Cost, false-positives, and over diagnosis are all real risks that result from universal screenings. Of course, for a cancer as deadly as lung cancer, these risks are mitigated by the high cost in human lives and treatment costs. However, it may be possible to stratify the risk among those at-risk for lung cancer using ISET-CTC detection with the Rarecells system. Of course, a large study would be required, but ISET-CTC screening of smokers may allow us to quickly identify those with the highest risk and prioritize them for further CT-scan screening. Early detection and effective treatment for these patients holds promise to save lives as well as costs to the healthcare system. For these reasons, the funding of a large-scale, multi-site trial of the ISET system to detect CTCs would be a wise investment from both public sources such as the National Institutes of Health as well as private sector sources.
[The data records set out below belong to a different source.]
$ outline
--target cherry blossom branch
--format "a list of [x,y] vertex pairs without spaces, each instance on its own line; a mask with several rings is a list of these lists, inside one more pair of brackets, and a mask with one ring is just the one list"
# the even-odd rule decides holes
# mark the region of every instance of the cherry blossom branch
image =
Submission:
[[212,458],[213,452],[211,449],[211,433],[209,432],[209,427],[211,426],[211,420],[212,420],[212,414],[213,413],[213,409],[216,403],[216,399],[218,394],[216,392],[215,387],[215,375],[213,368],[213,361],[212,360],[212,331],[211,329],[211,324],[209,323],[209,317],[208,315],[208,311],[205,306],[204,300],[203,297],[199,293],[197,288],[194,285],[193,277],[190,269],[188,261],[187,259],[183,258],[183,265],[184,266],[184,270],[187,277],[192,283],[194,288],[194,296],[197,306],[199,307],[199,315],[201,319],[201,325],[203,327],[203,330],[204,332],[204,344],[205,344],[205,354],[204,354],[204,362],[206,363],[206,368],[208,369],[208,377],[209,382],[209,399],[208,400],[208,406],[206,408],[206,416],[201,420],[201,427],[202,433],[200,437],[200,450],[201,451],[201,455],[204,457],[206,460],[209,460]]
[1] http://www.medicinenet.com/lung_cancer_pictures_slideshow/article.htm

[2] Ilie, et al. Sentinel Circulating Tumor Cells Allow Early Diagnosis of Lung Cancer in Patients with Chronic Obstructive Pulmonary Disease. PLOS One Published: October 31, 2014; DOI: 10.1371/journal.pone.0111597

[3]Reduced Lung-Cancer Mortality with Low-Dose Computed Tomographic Screening N Engl J Med 2011;365:395-409.